ブログが1週間以上サービス停止

 他人事とはいえ、いろいろ考えさせられる事故である。運用する側からすれば、外部からの攻撃ではなくとも、重大なセキュリティの問題であると言えよう。あるブログシステムの障害で1週間以上もサービス停止のままであるという。

ブログサービス「Doblog」で障害発生。1週間経過も復旧せず(INTERNET Watch)
Doblogのサービス停止について(NTTデータ)

 名の通った企業のサービスでこれだけ長い時間サービスが止まったままというケースは珍しい。個人運用のサーバーがディスククラッシュしてしまい、なかなか復旧できない場合と同じレベルと思われても仕方がないほどである。あるいは無償サービスだからこんなものというのならば、それはあまりにもネットの誤った認識をしていることになる。
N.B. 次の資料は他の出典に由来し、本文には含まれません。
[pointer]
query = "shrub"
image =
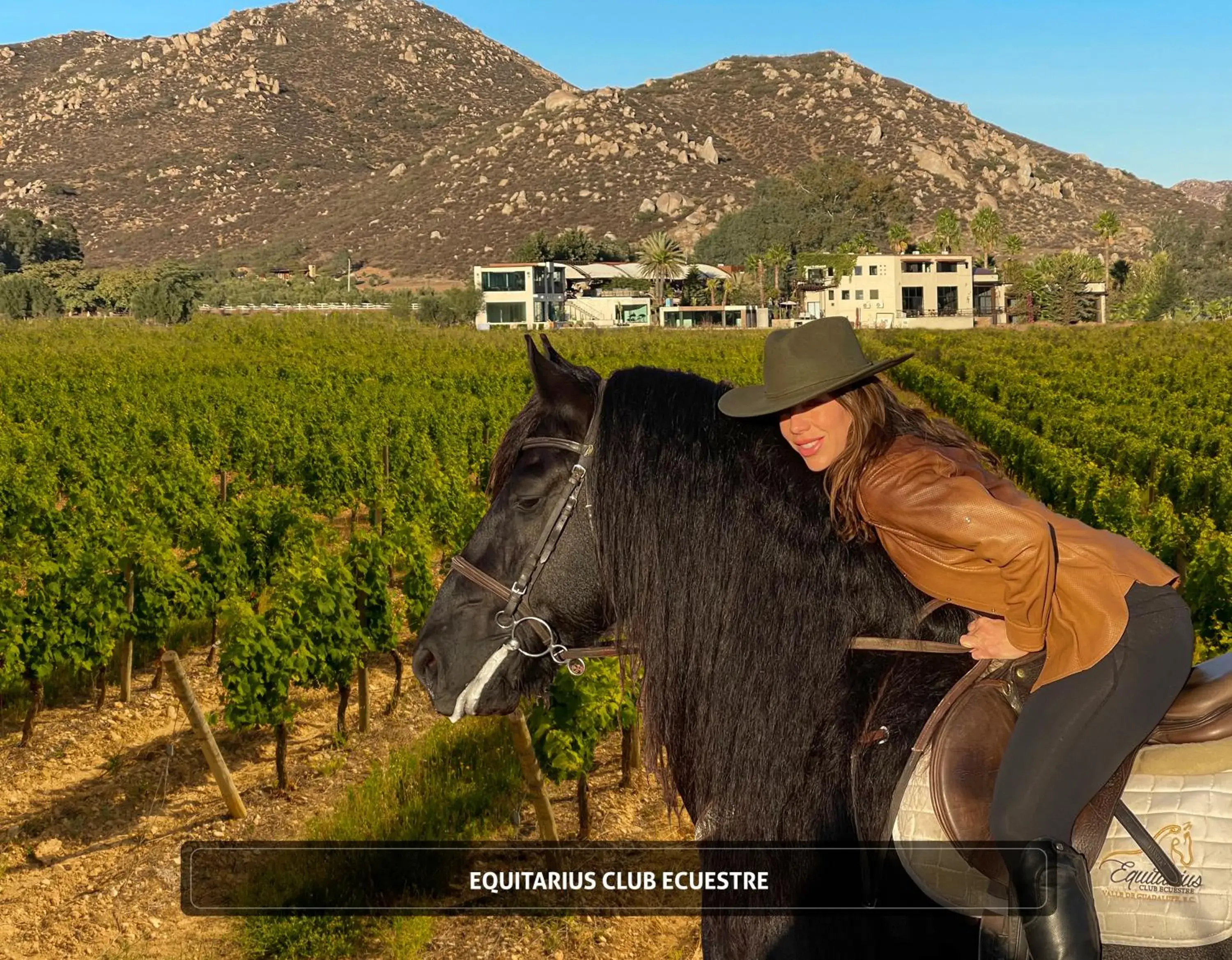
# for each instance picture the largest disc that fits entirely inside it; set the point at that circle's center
(21, 296)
 ブログならずとも、メールも外部サービスに頼ることが少なくない時代に、このようなケースがクローズアップされれば「それ見たことか。だからサービスは外部に出すべきではない」という考え方に戻ってしまいかねない。業務用のメールシステムが1週間以上も不通になってしまうことを想像するだけでも背筋が寒くなるからである。Webやブログも同様で、ブログ形式で毎日のオフィシャルの情報提供を行っていたとしたら、突然ブログへ一切のアクセスが不可能になったとすれば、ブログそのものを業務に使うことを見直すことにもなりかねない。クラウド時代が進展すれば、ますますサービスやデータを外部に依存することになるから、今回のようなケースの不安が増幅することになるのである。漠然と「Googleなら大丈夫」とか「Microsoftなら大丈夫」などと言うのも根拠のない願望に過ぎないことになる。そうでなくとも「無償サービスだから要望はできない」という諦めに近いような意識になっているケースも多い。
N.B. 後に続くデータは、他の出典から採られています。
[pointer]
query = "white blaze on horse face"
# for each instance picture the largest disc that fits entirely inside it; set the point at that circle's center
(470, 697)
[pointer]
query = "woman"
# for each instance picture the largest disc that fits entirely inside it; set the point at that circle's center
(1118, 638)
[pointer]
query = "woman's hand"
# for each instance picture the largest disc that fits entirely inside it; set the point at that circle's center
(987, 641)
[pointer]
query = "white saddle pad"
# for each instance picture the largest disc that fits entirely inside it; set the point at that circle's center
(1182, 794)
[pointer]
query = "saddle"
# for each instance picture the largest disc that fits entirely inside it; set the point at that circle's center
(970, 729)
 しかし無償サービスだから障害になってもすぐに復旧しなくても構わないというところが、仮に有料になったからといって障害にすぐに対応できるようになるだろうか、と考えるとそうとは思えないことになる。逆に無償サービスでさえも信用のおけるサイトなら有料サービスを使っても安心できると言えるだろう。


 クラウドが一般化してくると、まさにこうした判断、決断を行わなければならない時が来るだろう。もし外部に依存したクラウドが障害になったらとか、やはり手元にサーバーを置いた方が安全という発想だけではクラウドへの移行は難しいものになるだろう。